A pós-modernidade nos apresenta uma maneira diferente de vivenciar o tempo e o espaço. Com a internet, sobretudo, otimizamos nossos dias gastando menos tempo em atividades que agora podem ser feitas através da tela de um computador sem sairmos de casa. Além disso, o encurtamento das distâncias espaciais é muito característico já que cada vez mais conhecemos e nos relacionamos com lugares e pessoas através das redes e, assim, aumentamos, muitas vezes, o nosso círculo de convivência e os nossos conhecimentos específicos. O movimento que remete ao cotidiano experienciado está inserido no virtual de forma a ocupar um espaço no tempo. Tempo e movimento são elementos que se relacionam simultaneamente. Movimento é mudança e qualquer mudança é temporal. Assim, todos os elementos visuais, sejam palavras, imagens, vídeos, movimentam-se no tempo e no espaço (LUPTON, 2008).
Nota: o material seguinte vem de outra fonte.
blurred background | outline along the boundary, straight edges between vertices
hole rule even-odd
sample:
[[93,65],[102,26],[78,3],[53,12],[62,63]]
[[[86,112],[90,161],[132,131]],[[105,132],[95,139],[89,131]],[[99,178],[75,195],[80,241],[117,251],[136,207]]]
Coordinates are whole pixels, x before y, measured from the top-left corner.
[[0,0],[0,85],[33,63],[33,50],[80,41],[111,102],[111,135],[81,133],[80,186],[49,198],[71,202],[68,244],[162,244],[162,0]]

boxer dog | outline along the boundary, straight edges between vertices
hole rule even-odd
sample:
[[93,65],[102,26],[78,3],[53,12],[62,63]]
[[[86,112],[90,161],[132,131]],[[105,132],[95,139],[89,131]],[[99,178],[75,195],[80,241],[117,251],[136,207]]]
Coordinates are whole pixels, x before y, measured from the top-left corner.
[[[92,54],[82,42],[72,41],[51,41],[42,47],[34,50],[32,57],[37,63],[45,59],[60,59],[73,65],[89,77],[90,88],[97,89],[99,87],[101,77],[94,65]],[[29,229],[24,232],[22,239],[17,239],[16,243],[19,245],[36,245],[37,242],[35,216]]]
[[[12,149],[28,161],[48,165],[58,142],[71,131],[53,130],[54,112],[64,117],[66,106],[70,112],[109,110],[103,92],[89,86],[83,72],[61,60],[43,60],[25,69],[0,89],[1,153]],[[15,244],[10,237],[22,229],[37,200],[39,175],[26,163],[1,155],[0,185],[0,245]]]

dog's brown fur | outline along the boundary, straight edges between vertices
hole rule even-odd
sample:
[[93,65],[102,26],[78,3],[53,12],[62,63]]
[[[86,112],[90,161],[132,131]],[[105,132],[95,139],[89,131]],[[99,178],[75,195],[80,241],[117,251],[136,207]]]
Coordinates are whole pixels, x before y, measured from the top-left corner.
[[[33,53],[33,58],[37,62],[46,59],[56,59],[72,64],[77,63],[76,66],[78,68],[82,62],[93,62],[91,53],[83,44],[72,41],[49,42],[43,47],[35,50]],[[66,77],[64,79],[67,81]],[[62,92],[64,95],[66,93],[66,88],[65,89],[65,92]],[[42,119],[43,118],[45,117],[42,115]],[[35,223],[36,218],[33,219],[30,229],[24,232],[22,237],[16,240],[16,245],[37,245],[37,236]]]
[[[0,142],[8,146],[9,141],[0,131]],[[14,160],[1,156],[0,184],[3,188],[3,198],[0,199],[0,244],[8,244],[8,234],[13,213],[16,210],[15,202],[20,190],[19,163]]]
Podemos conversar com amigos, ler um romance, ver cotações da bolsa, calcular as despesas domésticas e jogar um jogo, tudo ao mesmo tempo. Podemos ser vários personagens em diferentes jogos, cada um em uma janela. Nossa personalidade se divide, em uma espécie de "esquizofrenia digital". O mundo virtual nos chega através de um espaço pequeno - a tela de um computador, onde é fácil concentrar a atenção de nossos olhos e ouvidos. Com o apertar de um botão as janelas se alternam em nosso campo de visão. (VERLE, 1997, p. 3, grifo nosso)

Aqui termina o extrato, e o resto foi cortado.